Signal generation means, signal output means for outputting an enable signal corresponding to each of the plurality of recording heads, and at least one control signal of the enable signal and the plurality of control signals are inputted. A drive control device having output control means for controlling an output timing at which the control signal is output to each of the printheads according to the enable signal; and a print medium provided by each printhead in the drive control device.
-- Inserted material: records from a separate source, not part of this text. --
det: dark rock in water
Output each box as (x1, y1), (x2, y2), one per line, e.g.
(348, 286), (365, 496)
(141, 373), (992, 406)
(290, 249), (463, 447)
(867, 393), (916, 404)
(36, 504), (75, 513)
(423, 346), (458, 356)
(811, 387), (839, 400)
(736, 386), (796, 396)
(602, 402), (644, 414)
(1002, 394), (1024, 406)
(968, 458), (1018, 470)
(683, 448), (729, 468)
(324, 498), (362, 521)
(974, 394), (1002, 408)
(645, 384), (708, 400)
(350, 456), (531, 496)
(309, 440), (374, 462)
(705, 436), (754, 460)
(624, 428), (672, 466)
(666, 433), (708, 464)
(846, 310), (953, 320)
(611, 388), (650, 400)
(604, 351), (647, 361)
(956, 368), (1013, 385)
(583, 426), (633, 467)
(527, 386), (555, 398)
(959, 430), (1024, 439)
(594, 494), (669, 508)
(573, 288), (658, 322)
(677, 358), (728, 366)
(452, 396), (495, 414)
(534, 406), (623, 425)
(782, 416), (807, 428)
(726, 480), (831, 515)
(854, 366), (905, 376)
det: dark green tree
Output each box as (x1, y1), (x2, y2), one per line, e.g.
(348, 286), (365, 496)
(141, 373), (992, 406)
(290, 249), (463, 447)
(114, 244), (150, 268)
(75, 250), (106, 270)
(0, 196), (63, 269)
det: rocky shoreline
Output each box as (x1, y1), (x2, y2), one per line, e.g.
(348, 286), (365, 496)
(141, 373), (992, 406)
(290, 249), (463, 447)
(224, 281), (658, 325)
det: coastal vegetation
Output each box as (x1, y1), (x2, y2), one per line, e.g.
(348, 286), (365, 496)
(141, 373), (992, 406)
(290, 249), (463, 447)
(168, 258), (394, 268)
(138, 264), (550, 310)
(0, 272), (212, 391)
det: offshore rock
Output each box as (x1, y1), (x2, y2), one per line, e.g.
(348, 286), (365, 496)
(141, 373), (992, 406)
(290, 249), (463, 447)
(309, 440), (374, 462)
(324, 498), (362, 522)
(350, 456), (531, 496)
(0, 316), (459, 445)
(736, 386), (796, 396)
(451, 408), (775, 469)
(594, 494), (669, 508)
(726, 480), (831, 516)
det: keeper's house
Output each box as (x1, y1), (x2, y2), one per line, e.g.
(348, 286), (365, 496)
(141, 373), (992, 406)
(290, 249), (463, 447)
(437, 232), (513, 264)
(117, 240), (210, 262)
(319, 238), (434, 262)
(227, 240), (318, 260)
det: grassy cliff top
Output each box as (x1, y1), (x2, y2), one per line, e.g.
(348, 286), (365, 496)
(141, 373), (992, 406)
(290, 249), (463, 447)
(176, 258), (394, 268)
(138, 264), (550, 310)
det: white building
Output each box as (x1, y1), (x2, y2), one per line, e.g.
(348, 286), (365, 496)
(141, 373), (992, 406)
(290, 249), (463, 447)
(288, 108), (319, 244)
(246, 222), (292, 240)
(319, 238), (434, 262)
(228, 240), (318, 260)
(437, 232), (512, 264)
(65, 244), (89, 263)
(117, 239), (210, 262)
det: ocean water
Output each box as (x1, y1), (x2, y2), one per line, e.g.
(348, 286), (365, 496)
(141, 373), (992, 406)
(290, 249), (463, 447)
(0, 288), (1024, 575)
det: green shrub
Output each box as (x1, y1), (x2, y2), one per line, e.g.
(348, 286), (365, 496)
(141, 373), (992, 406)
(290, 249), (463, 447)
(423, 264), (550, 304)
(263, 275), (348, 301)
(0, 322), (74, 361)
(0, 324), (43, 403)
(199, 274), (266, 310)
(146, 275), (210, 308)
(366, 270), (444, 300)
And a recording means for recording an image on the image forming apparatus. 9. The image forming apparatus according to claim 8, wherein the recording medium is a photoconductor, and forms an image by an electrophotographic method. 10. The image forming apparatus according to claim 8, wherein the recording head has a plurality of recording elements driven and controlled by the control signal. 11. A print element array head comprising a plurality of print elements formed on a semiconductor chip, the plurality of print elements driven and controlled by the control signal, and a plurality of the semiconductor chips arranged on a substrate. 9. The method according to claim 8, wherein
Or the image forming apparatus according to 9. 12. The image forming apparatus according to claim 10, wherein the recording element is a light emitting element. 13. The image forming apparatus according to claim 10, wherein the recording element is a light emitting thyristor. 14. A light emitting / emitting device according to claim 1, further comprising a transfer thyristor corresponding to each of said light emitting thyristors.
14. The image forming apparatus according to claim 13, comprising a self-scanning type array element for controlling non-light emission. 15. The image forming apparatus according to claim 14, wherein the control signal comprises a two-phase pulse signal, and the light emitting thyristor and the transfer thyristor are sequentially turned on.